Можно лечить тики с помощью фармакологической, поведенческой или комбинированной терапии. Можно в равной степени справиться с симптомами, связанными с СДВГ, с помощью чрезвычайно эффективных лекарств и когнитивно-поведенческой терапии, так же, как и со многими другими. Не всегда добиваемся успеха, но всегда есть план. К сожалению, многие из проблем, которые развиваются у людей, затронутых этим типом нарушений, являются не просто следствием патофизиологии мозга, а явным следствием того, что общество не понимает и не хочет понимать или принимать тех, кто отличается.
Глава 2. Ты видишь это?

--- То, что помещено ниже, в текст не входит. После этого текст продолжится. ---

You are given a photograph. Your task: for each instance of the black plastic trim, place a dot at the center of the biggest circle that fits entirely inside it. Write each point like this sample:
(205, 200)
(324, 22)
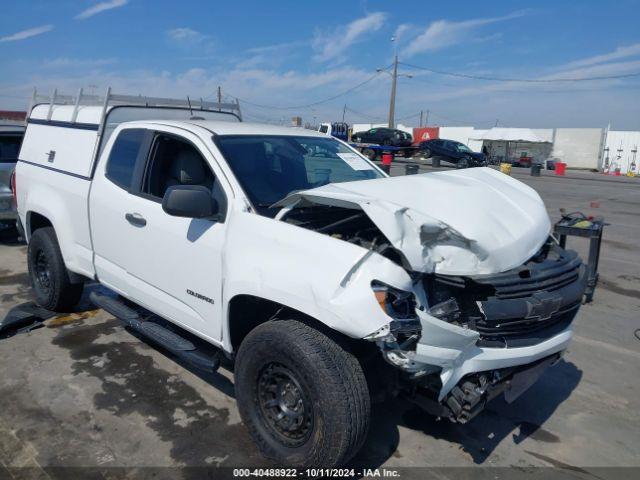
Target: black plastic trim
(64, 172)
(58, 123)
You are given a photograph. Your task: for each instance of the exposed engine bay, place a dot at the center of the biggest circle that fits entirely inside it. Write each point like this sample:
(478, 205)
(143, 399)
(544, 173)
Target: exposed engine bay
(520, 307)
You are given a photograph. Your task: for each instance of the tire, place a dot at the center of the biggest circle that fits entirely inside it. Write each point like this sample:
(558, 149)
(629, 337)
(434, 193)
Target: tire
(48, 274)
(370, 153)
(328, 388)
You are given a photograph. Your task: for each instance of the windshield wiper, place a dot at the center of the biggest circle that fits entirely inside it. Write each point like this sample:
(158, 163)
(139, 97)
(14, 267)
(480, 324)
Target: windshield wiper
(270, 205)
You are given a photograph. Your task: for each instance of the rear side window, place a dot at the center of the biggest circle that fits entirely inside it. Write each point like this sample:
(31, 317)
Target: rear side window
(9, 148)
(123, 156)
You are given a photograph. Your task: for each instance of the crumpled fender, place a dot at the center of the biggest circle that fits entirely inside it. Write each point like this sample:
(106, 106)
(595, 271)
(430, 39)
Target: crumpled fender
(469, 222)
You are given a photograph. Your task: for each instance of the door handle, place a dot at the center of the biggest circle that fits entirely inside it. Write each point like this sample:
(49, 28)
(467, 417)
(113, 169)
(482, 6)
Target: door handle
(135, 219)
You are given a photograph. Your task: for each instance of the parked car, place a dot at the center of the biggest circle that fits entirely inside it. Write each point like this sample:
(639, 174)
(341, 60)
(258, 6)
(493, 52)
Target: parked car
(452, 152)
(384, 136)
(297, 258)
(336, 129)
(10, 140)
(523, 162)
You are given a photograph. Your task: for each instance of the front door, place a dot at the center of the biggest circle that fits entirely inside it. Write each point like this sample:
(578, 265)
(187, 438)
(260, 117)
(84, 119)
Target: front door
(173, 265)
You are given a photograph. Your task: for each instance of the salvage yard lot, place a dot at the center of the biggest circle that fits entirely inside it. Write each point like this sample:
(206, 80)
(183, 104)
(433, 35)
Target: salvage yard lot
(82, 391)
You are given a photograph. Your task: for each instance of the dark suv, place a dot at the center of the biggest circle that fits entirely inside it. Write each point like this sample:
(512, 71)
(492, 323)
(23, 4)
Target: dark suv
(453, 152)
(384, 136)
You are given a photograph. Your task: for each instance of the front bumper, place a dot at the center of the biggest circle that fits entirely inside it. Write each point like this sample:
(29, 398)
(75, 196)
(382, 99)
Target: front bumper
(456, 363)
(470, 396)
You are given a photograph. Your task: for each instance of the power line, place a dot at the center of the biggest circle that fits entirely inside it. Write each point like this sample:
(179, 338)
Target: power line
(365, 115)
(524, 80)
(297, 107)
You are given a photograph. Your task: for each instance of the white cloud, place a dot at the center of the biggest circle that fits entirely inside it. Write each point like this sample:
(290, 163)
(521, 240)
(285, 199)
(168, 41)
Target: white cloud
(617, 54)
(100, 7)
(185, 34)
(444, 33)
(65, 62)
(331, 44)
(24, 34)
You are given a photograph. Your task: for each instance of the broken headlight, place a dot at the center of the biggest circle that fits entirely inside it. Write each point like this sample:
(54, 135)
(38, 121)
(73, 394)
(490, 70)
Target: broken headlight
(404, 328)
(397, 304)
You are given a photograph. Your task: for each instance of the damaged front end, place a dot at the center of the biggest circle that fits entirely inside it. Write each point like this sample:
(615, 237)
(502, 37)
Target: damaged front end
(492, 296)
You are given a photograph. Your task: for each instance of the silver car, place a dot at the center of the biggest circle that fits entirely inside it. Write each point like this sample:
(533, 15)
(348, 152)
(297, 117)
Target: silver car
(11, 134)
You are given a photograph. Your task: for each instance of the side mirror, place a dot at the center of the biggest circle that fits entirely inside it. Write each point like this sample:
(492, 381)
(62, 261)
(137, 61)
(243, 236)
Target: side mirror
(190, 201)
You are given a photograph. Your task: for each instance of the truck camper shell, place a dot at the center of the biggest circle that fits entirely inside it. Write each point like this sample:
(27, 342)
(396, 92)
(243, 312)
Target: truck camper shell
(85, 123)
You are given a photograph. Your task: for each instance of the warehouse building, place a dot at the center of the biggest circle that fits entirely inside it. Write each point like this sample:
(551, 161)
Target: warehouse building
(581, 148)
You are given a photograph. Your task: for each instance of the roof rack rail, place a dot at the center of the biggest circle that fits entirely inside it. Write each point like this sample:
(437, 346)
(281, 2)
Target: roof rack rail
(114, 99)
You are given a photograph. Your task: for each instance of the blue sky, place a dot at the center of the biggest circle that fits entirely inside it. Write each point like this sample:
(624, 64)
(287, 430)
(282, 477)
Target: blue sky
(294, 53)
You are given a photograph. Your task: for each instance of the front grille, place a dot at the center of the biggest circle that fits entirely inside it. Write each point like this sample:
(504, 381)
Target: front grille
(520, 327)
(527, 302)
(548, 275)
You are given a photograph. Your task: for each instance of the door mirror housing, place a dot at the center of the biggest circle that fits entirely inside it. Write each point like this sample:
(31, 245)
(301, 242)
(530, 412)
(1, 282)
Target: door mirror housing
(190, 201)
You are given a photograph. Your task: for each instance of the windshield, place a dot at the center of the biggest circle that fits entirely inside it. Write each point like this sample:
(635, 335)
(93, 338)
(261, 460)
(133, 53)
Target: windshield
(271, 167)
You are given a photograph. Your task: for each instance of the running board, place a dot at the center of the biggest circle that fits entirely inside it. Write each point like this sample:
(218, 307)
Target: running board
(172, 341)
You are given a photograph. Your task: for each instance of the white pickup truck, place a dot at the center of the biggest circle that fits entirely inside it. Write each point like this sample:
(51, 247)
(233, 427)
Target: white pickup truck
(300, 260)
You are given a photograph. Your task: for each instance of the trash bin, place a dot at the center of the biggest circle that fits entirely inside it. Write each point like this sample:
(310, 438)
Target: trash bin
(387, 159)
(535, 170)
(505, 168)
(411, 169)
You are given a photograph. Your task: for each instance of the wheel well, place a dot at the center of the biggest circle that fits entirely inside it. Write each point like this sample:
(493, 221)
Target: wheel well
(36, 221)
(246, 312)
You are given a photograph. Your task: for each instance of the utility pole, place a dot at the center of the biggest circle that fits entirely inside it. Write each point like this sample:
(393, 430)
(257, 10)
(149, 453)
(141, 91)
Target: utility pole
(394, 81)
(392, 102)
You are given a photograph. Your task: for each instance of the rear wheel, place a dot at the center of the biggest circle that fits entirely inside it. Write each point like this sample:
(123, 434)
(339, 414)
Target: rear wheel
(49, 277)
(303, 398)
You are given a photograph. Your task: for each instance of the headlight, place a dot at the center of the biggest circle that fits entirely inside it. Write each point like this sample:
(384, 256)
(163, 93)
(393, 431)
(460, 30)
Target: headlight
(398, 304)
(404, 328)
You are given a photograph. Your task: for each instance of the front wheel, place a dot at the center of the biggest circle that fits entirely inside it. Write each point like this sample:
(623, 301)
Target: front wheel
(303, 398)
(49, 277)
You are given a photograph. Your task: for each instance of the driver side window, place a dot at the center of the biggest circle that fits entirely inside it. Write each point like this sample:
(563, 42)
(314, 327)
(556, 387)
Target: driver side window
(174, 161)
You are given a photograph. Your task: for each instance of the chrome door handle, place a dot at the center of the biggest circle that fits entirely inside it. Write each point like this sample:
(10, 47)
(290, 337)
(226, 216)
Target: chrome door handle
(135, 219)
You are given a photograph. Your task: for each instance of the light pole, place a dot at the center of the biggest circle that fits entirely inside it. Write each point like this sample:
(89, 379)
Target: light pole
(394, 81)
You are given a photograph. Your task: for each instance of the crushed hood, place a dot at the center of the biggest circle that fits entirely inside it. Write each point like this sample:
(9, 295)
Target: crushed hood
(464, 222)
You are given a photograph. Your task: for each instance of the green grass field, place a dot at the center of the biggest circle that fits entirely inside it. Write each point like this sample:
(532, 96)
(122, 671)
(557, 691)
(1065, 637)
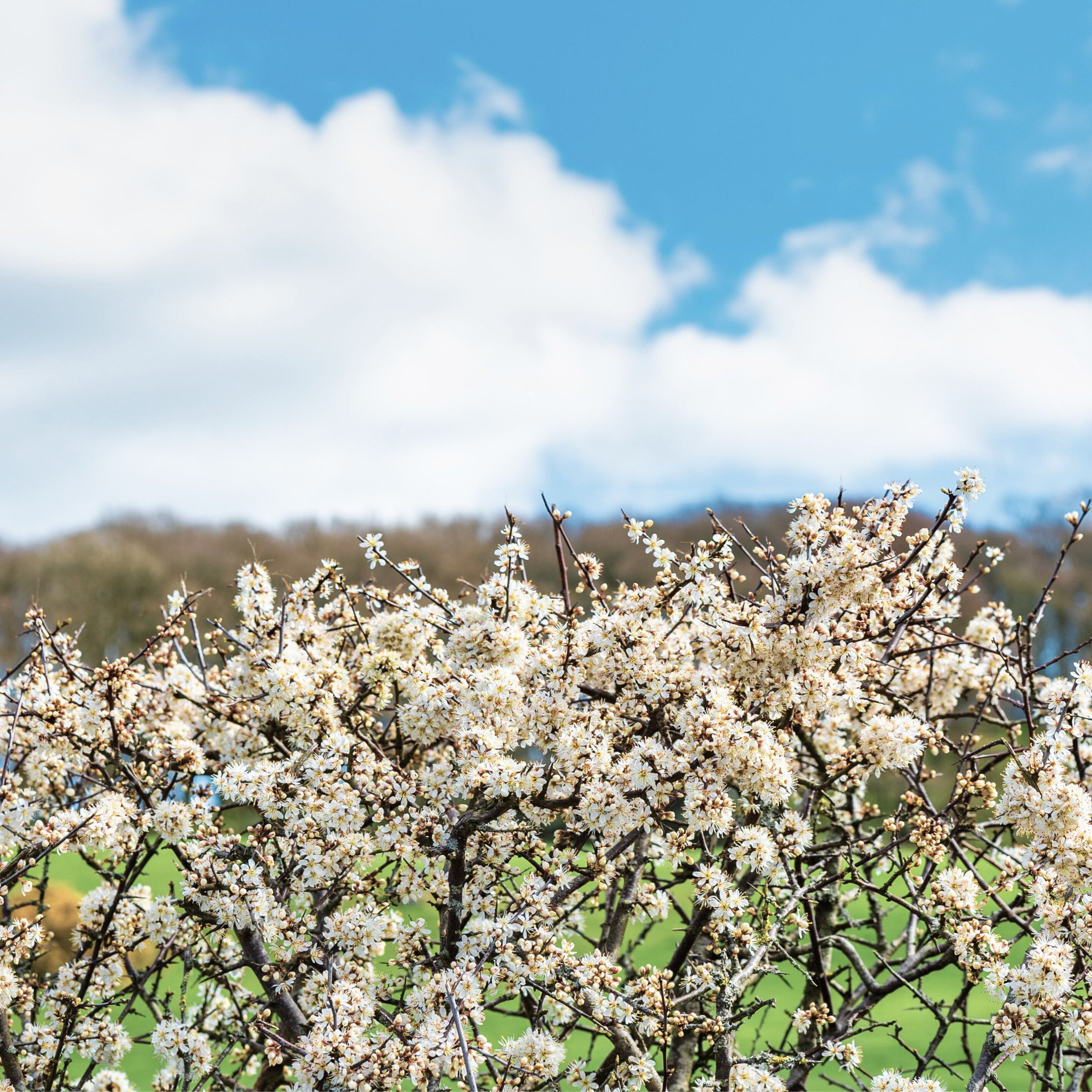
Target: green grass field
(902, 1017)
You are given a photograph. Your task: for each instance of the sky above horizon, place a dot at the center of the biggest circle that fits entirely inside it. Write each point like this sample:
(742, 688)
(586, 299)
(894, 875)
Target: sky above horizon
(359, 260)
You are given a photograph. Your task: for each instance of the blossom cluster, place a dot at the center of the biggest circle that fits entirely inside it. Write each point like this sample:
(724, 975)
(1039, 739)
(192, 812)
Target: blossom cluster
(433, 837)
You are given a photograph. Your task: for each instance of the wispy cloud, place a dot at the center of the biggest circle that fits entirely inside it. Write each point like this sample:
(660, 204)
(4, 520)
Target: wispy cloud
(209, 304)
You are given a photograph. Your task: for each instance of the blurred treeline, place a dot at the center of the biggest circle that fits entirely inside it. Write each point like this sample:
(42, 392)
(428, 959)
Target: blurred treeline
(112, 580)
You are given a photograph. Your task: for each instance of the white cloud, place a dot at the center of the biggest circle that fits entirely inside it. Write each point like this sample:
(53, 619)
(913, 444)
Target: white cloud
(210, 305)
(1072, 160)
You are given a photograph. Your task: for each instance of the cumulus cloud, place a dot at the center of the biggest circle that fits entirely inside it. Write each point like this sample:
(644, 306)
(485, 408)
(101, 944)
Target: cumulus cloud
(211, 305)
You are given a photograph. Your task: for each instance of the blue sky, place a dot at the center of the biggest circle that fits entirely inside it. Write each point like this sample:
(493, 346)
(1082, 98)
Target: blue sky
(272, 260)
(727, 125)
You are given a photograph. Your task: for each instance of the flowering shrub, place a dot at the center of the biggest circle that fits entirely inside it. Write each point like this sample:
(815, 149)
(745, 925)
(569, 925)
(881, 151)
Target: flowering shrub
(667, 837)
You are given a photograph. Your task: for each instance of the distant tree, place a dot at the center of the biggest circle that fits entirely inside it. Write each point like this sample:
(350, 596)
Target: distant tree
(683, 836)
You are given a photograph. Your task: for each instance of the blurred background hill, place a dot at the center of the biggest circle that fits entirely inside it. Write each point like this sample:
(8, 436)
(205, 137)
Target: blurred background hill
(113, 579)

Это опасно!
Я не работаю с детьми. Понимаю, что говорим о разных дисциплинах, когда говорим о клинической нейропсихологии взрослых и детской нейропсихологии. Всегда считал, что специализироваться на чем-то гораздо уместнее, чем претендовать на звание эксперта во всем. Поэтому открыто признаю: очень мало знаю детскую нейропсихологию.
Практически всякий раз, когда приходят запросы от отцов или матерей по поводу их маленьких детей, отказываю и направляю к тому или иному из проверенных специалистов в области детской нейропсихологии. Не делать этого, принимать дела из любопытства, считать себя способным справиться со всем или просто за деньги было бы еще одной формой нерадивости и несмирения, несовместимой, как неоднократно повторял, с хорошей практикой в нейропсихологии.
Но при определенных обстоятельствах в некоторых случаях я навещал детей и, очевидно, буду продолжать это делать, если сочту это целесообразным.
Это был один из тех случаев, которые случайно и не являясь частью специальности, становятся хорошим опытом.